First of all, the significance of the constant 0x33333333 is that, written using the Java/GCC style binary literal notation,
0x33333333 = 0b00110011001100110011001100110011
That is, 8 repeated 0011 block(per 4 bits). Well, let’s see what would happen if the value is only 1 block(4 bits).

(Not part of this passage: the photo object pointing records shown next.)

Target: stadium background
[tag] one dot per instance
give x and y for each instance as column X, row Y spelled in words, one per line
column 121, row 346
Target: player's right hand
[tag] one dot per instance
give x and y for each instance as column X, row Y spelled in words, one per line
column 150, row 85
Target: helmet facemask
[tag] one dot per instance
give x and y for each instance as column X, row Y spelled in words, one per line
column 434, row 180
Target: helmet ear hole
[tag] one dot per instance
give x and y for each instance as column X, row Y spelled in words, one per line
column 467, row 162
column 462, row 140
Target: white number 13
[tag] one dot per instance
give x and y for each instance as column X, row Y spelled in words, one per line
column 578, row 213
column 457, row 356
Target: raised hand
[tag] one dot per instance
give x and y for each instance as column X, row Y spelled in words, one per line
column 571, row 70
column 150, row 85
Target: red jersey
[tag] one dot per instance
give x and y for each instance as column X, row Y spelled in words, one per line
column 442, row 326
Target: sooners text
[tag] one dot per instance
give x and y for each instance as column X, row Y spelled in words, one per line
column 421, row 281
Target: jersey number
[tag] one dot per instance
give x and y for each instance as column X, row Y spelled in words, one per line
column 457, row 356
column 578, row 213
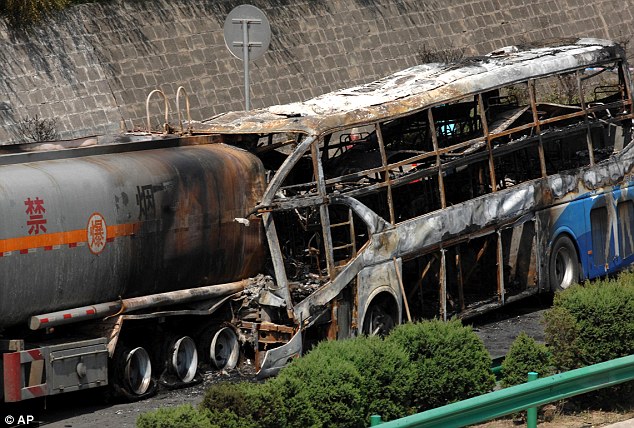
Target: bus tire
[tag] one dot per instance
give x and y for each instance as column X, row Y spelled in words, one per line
column 379, row 319
column 563, row 268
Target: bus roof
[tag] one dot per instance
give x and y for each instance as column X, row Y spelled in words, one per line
column 414, row 89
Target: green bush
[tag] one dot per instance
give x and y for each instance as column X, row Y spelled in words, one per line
column 525, row 355
column 243, row 405
column 185, row 416
column 22, row 13
column 592, row 323
column 342, row 383
column 450, row 362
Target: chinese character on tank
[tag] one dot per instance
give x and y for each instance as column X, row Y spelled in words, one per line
column 35, row 210
column 97, row 233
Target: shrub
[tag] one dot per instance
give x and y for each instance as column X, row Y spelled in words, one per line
column 321, row 392
column 243, row 405
column 525, row 355
column 342, row 383
column 450, row 362
column 22, row 13
column 185, row 416
column 592, row 323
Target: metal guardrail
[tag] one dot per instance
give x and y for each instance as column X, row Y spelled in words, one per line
column 520, row 397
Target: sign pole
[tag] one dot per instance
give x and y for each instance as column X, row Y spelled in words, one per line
column 247, row 36
column 245, row 59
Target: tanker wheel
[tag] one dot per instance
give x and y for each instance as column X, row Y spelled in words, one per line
column 224, row 350
column 132, row 374
column 377, row 321
column 563, row 268
column 183, row 359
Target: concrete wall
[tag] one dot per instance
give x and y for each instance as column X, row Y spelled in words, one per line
column 92, row 67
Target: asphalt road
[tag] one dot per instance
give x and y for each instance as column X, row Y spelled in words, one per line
column 88, row 409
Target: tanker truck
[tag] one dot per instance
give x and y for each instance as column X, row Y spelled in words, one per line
column 443, row 190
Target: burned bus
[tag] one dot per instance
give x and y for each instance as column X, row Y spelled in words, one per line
column 445, row 189
column 442, row 190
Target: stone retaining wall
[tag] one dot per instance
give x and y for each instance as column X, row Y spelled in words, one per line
column 92, row 67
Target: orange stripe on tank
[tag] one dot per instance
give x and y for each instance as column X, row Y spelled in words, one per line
column 63, row 238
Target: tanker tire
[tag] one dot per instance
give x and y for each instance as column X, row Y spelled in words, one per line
column 122, row 379
column 563, row 266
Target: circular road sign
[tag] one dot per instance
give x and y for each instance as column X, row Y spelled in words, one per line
column 257, row 34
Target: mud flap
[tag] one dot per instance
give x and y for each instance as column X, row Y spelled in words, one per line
column 277, row 358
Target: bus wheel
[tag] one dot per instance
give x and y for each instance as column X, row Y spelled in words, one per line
column 132, row 377
column 378, row 321
column 184, row 359
column 564, row 264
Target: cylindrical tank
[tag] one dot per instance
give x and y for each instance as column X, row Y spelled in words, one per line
column 90, row 229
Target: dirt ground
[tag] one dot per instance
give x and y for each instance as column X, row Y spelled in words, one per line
column 497, row 330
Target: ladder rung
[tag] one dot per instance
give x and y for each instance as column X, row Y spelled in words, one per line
column 340, row 224
column 342, row 247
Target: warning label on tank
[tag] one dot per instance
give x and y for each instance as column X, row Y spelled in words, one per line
column 97, row 233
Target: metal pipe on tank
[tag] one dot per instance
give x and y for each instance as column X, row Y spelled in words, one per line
column 101, row 310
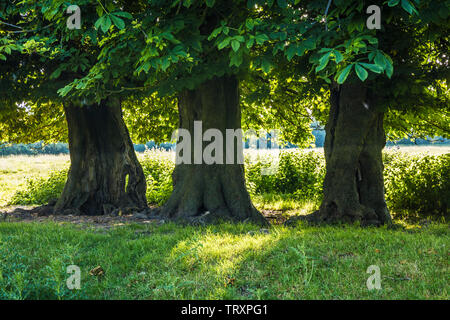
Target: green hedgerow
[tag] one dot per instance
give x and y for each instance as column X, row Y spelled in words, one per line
column 416, row 185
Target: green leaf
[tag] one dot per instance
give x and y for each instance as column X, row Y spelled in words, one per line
column 372, row 67
column 338, row 56
column 215, row 33
column 165, row 64
column 408, row 7
column 119, row 23
column 291, row 51
column 393, row 3
column 282, row 4
column 99, row 22
column 236, row 60
column 106, row 23
column 343, row 74
column 123, row 14
column 250, row 42
column 265, row 65
column 389, row 67
column 323, row 61
column 380, row 60
column 261, row 38
column 361, row 72
column 224, row 43
column 235, row 45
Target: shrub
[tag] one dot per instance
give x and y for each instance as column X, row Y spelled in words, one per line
column 417, row 184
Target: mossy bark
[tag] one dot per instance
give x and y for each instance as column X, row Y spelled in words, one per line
column 104, row 173
column 211, row 192
column 353, row 187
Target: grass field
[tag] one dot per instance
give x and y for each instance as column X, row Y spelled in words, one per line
column 167, row 261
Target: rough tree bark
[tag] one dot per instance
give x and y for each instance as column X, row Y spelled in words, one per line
column 353, row 187
column 104, row 173
column 210, row 192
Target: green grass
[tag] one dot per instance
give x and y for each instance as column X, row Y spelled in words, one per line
column 223, row 262
column 16, row 170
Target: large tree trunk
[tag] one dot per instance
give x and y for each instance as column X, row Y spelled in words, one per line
column 211, row 192
column 104, row 173
column 353, row 186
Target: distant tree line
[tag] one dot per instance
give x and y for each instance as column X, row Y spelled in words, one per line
column 36, row 148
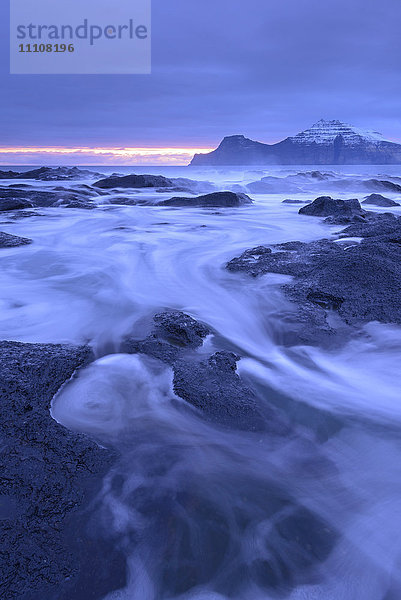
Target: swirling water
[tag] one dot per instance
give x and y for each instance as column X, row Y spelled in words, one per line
column 200, row 511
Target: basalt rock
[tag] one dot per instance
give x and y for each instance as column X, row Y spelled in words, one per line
column 213, row 200
column 209, row 383
column 379, row 200
column 11, row 241
column 325, row 206
column 134, row 181
column 356, row 283
column 48, row 476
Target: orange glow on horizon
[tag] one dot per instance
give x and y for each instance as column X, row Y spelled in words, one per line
column 171, row 155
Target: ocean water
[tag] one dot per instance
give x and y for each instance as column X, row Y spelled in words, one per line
column 203, row 512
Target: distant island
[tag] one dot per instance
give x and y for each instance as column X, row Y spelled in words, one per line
column 325, row 143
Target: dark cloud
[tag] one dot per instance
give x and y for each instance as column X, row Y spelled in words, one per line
column 261, row 67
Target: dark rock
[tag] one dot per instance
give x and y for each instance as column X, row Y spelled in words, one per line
column 216, row 199
column 48, row 475
column 50, row 174
column 383, row 184
column 10, row 241
column 360, row 283
column 325, row 206
column 379, row 200
column 376, row 225
column 212, row 384
column 180, row 329
column 134, row 181
column 12, row 199
column 13, row 203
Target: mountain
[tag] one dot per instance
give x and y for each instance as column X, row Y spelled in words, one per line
column 325, row 143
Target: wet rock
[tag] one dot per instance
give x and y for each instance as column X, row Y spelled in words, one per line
column 11, row 241
column 11, row 202
column 48, row 475
column 180, row 329
column 213, row 386
column 210, row 384
column 13, row 199
column 134, row 181
column 216, row 199
column 359, row 283
column 379, row 200
column 325, row 206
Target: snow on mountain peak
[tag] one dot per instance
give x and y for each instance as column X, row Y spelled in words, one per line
column 325, row 132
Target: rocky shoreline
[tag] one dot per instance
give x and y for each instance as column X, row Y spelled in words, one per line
column 338, row 284
column 50, row 475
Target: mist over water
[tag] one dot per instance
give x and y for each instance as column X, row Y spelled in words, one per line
column 203, row 512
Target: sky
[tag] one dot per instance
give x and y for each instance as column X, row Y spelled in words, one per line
column 262, row 68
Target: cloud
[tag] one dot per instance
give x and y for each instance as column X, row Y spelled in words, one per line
column 266, row 69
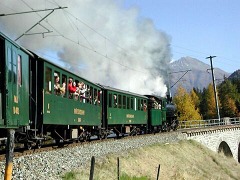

value_before	left(`v >> 2 & 0x3`)	right(`v & 0x3`)	value_after(left+right)
`0001`	`0000`	`0001`	`0001` = 1
`0010`	`0000`	`0010`	`0010` = 2
`0011`	`0000`	`0011`	`0011` = 3
`0100`	`0001`	`0000`	`0001` = 1
`0101`	`0001`	`0001`	`0010` = 2
`0110`	`0001`	`0010`	`0011` = 3
`0111`	`0001`	`0011`	`0100` = 4
`1000`	`0010`	`0000`	`0010` = 2
`1001`	`0010`	`0001`	`0011` = 3
`1010`	`0010`	`0010`	`0100` = 4
`1011`	`0010`	`0011`	`0101` = 5
`1100`	`0011`	`0000`	`0011` = 3
`1101`	`0011`	`0001`	`0100` = 4
`1110`	`0011`	`0010`	`0101` = 5
`1111`	`0011`	`0011`	`1010` = 6

We exactly get sum of the two 2-bits(e.g. 01+10=11=0011)! And the result still in the original 4 bits!
Other 7 repeated 4-bits blocks will do the same thing! But please be aware that all the 8 repeated 4-bits blocks calculate at the same time, that’s why this algorithm also known as “parallel”. The algorithm calculates 8 blocks in parallel without any loop.

Line (B),(C),(D)

After Line (A) done, the problem becomes to sum 8 values(each one stores in 4-bits) instead of orginal 16 values(each 2-bits).
The significance of the other constants are

0x0f0f0f0f=0b00001111000011110000111100001111
0x00ff00ff=0b00000000111111110000000011111111
0x0000ffff=0b00000000000000001111111111111111

Very similar style, right?
The Line (B),(C),(D) do exactly the same as the previous line (A), except they adds the adjacent 4/8/16-bit bitcounts together to give the bitcounts of each 8/16/32-bit block.

Conclusion

The variable-precision SWAR algorithm in this binary case is also knowns as population count, popcount, sideways sum, or bit summation. The concept comes from Hamming weight, and there’re a lot of CPUs provide built-in instructions to do it. This algorithm is the best solution if your processors lacking those features.